As we contemplate the journey to freedom — to a life released from burden — it's natural to have doubts and questions. But if we approach the Maggid in search of answers, we're in for a disappointment. Instead of dispensing advice, the rabbis fill the room with more (and more, and more) questions.

First, we're presented with the traditional "Four Questions," in which our attention is drawn to the minutiae of the Seder's rituals. We then move to the Four Children, each of whom is named and categorized by the question she poses. Finally, after all this interrogation, we get to the story of Exodus — only, in many traditional haggadot, we spend less time recounting the story than reading about a cohort of ancient rabbis parsing out the narrative's most esoteric and peripheral details. They ask, for example, "Were the plagues more severe at sea than on land?" One is tempted to answer that they're missing the point.
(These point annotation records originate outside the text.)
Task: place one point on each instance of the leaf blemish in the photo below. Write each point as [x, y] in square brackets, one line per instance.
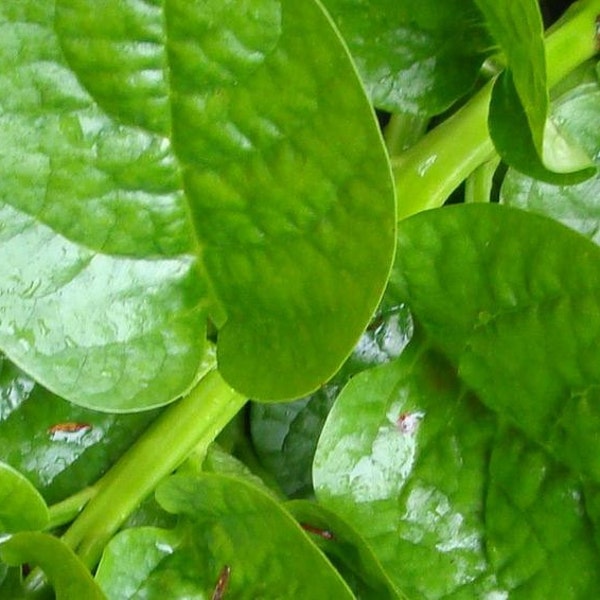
[68, 431]
[408, 422]
[222, 583]
[324, 533]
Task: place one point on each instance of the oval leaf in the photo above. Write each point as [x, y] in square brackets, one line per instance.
[146, 184]
[230, 527]
[453, 503]
[59, 446]
[69, 578]
[498, 290]
[413, 57]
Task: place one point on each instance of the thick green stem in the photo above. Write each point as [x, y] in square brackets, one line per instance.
[428, 172]
[191, 422]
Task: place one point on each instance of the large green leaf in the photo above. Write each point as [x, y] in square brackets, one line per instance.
[415, 57]
[227, 526]
[518, 119]
[69, 578]
[453, 503]
[59, 446]
[346, 549]
[150, 179]
[576, 206]
[503, 291]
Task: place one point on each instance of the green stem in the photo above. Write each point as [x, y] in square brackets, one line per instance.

So what's the deal? Why all these questions, so many of which strike us as irrelevant, if not actively dull? Maybe the rabbis had exhausted their supply of other, more interesting questions. Or maybe they're trying to teach us something about the nature of curiosity. As each of us walks through the story a human life — a narrative of love and loss, dreams and disappointment, seeking and stumbling — the meaning we make is a product of the questions we ask.

Perhaps the rabbis are asking us: Are you paying attention? Are you noticing each day in its particularity ("How is this night different from all other nights"), and are you absorbing meaning from those details ("But why do we eat maror?")? When, like the Four Children, we're confronted with a new situation, what attitudes and assumptions do we bring to bear? Do we consider how our disposition might shape the answers reflected back to us? And when we look back at a significant episode in our lives — a breakup, a graduation, a new job — from the perspective afforded by distance, are we able to uncover new details, and, with them, new dimensions of meaning? The endless recounting of Exodus is an invitation to curiosity: how would a new interpretation of my past alter my trajectory in the present?

At the end of the day, each of us is limited to one life. One story. But there is no limit to the questions we can ask that story, no end to the work of interpretation. And perhaps, like a dust-covered skeleton key, a hidden question can unlock a door you never knew existed — and suddenly, from this new vantage, everything you ever knew looks different.

Through questions, we get to shape our point of view. This is a radical proposition. Could it be our vision of freedom?